Two teachers at the high school and two at the middle school would also be ideal, Pustejovsky said.
Finding enough ESL and bilingual teachers has been an issue in school districts across Texas for years. The issue isn’t only that schools lack teachers, but also applicants for the jobs, according to Pustejovsky.
At ECISD, ESL Pre-K and Kindergarten students focus on learning English in their original language. First grade is a transition year from Spanish to English, and by second grade, students are expected to learn mainly in English.
Due to the shortage of teachers, students in the program are expected to take state exams in English by the time they reach third grade.
“The reality is, right now, because we don’t have a bilingual teacher (for) third grade, those kids are going to be expected to take an English STAAR test,” Pustejovsky said.

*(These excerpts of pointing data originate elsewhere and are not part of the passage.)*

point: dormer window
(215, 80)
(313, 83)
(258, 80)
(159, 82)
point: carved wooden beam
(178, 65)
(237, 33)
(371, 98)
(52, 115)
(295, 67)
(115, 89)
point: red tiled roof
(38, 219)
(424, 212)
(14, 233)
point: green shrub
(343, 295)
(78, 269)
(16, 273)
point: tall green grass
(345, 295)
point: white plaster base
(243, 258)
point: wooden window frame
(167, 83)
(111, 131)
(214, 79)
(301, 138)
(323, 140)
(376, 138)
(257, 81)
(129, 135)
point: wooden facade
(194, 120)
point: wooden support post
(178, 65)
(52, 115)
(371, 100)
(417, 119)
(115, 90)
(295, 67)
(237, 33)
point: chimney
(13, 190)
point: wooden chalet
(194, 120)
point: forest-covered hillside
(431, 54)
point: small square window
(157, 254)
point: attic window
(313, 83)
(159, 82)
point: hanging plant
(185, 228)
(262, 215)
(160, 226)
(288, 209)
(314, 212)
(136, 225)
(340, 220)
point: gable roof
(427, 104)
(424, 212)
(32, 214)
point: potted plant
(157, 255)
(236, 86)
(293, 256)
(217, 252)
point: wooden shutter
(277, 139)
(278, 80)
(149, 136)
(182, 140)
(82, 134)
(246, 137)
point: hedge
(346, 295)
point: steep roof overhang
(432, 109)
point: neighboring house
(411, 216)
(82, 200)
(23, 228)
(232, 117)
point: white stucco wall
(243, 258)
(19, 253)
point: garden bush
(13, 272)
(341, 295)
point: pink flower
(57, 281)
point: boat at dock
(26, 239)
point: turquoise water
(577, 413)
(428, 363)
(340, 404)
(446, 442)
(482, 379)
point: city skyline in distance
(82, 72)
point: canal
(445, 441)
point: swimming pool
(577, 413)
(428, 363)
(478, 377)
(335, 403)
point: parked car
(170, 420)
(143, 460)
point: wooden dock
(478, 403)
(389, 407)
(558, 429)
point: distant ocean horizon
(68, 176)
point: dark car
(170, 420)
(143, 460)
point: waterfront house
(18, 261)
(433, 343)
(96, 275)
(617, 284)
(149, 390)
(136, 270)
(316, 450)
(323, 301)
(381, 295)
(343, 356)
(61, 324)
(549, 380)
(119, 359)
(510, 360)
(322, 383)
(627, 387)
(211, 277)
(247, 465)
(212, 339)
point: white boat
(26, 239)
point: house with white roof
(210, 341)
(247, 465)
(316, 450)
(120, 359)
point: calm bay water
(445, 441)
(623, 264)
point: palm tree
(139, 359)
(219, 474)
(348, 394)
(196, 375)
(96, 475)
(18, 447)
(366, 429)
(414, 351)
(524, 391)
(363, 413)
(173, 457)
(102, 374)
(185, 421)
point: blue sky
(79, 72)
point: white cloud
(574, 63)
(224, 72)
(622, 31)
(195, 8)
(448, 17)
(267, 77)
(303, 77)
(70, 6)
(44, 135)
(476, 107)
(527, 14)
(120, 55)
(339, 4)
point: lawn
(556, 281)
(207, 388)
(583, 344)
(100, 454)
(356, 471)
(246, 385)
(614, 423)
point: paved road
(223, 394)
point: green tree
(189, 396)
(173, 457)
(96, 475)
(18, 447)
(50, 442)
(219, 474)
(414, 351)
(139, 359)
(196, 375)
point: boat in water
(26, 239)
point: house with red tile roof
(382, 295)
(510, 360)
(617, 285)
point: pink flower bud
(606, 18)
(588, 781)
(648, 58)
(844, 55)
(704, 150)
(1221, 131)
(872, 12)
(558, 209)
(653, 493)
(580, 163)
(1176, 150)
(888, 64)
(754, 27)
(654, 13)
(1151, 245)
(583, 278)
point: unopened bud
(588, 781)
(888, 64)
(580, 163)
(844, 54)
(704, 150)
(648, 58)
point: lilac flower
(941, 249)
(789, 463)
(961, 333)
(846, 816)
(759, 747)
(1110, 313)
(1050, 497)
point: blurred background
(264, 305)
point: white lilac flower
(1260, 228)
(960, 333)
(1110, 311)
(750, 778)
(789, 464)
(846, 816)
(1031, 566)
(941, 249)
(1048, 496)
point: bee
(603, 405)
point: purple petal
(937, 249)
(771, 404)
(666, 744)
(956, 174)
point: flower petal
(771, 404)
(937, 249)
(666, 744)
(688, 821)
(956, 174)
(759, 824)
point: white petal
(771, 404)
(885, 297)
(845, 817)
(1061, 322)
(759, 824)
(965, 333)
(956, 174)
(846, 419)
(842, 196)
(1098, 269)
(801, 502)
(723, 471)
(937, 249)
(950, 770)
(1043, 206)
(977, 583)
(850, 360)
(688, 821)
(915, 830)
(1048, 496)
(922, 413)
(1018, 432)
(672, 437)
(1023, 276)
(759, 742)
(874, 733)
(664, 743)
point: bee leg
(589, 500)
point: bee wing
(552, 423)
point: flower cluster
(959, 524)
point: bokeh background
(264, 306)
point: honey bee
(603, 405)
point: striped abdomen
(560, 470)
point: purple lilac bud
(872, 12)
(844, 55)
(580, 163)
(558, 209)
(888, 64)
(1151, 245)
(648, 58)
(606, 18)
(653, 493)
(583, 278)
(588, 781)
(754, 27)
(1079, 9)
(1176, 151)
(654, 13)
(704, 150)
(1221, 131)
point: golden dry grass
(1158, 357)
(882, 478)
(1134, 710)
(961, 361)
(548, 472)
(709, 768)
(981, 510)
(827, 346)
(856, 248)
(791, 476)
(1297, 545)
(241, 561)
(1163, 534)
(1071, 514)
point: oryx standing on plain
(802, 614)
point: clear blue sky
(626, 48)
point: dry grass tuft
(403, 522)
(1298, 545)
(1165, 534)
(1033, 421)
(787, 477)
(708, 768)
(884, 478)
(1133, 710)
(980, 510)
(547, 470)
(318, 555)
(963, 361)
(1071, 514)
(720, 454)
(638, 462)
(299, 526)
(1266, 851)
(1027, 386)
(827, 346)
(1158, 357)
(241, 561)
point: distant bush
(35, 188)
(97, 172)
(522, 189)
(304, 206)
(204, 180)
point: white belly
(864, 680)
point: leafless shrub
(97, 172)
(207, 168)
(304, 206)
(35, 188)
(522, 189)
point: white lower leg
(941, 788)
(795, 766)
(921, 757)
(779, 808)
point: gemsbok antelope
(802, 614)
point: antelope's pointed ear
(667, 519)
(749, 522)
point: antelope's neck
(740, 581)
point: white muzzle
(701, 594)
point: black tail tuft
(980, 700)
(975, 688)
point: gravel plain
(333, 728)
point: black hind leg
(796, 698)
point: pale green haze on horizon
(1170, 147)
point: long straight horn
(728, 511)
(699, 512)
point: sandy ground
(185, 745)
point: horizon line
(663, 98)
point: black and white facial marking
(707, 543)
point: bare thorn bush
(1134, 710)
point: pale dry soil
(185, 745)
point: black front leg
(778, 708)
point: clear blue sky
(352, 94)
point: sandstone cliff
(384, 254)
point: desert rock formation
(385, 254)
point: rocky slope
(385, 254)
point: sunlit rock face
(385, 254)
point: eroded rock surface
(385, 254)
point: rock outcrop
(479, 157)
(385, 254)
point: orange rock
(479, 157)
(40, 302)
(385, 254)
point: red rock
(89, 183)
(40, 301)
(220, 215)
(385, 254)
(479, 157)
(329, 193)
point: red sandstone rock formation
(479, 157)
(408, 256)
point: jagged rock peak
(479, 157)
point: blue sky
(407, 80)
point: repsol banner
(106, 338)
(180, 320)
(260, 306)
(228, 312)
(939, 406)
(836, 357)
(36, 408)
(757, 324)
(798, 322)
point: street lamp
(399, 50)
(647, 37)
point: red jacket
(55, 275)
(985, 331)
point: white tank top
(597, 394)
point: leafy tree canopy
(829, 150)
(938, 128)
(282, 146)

ECISD has tried to certify teachers already working for the district, but they often give up before completing their certification, Pustejovsky said.
More ESL/Bilingual teachers would allow students a slower transition process out of the program.
“It would be better if (students) had more time in their ... original language,” Pustejovsky said. “Until we have more teachers, and more applicants, that are bilingual certified, it’s a hard task.”
Program leaders reorganized the framework of the program last year, addressing the process of how students finish the ECISD program. This year, 18 students were able to finish the ESL program.
ECISD program leaders think the key to solving the problem could be recruiting people from the El Campo area. The last bilingual teacher ECISD hired was a second grade teacher, local to El Campo, in February.
“I do think that’s probably the best avenue right now, is looking for people here in the community that are interested or can go back and get certified,” Assistant Superintendent Dolores Trevino said at the meeting. “That’s what we’ve been having a little bit of success with.”